Text generation
Crustoff implements the OpenAI chat, completions and embeddings endpoints. Anything written for
the OpenAI API works by changing only the base_url and api_key.
Chat completions
POST /v1/chat/completions
resp = client.chat.completions.create(
model="qwen2.5-7b-instruct",
messages=[
{"role": "system", "content": "You are concise."},
{"role": "user", "content": "Explain backpropagation in two sentences."},
],
temperature=0.7,
max_tokens=256,
)
print(resp.choices[0].message.content)Common parameters
| Field | Type | Notes |
|---|---|---|
model | string | A text model id (see Models) |
messages | array | Standard OpenAI chat messages |
max_tokens | int | Output cap. Clamped to the model’s maximum |
temperature, top_p | float | Sampling controls |
stream | bool | Stream tokens as server-sent events |
Unrecognised parameters (tools, response_format, logprobs, …) are forwarded to the model
untouched, so you can use them as you would with OpenAI.
Streaming
Set stream: true to receive tokens as they’re generated:
stream = client.chat.completions.create(
model="qwen2.5-7b-instruct",
messages=[{"role": "user", "content": "Count to five."}],
stream=True,
)
for chunk in stream:
delta = chunk.choices[0].delta.content
if delta:
print(delta, end="", flush=True)Streaming responses are billed on the exact tokens delivered.

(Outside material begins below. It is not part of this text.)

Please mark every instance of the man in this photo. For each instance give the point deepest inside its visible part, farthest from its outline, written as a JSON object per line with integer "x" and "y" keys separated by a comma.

If a client disconnects mid-stream, you’re only charged for what was sent.
Embeddings
POST /v1/embeddings — billed on input tokens only (there is no completion).
emb = client.embeddings.create(
model="qwen2.5-7b-instruct",
input="The quick brown fox.",
)
print(len(emb.data[0].embedding))Billing
Text is billed per token: a per-million input rate plus a per-million output rate, charged in micro-dollar credits. See Pricing & billing.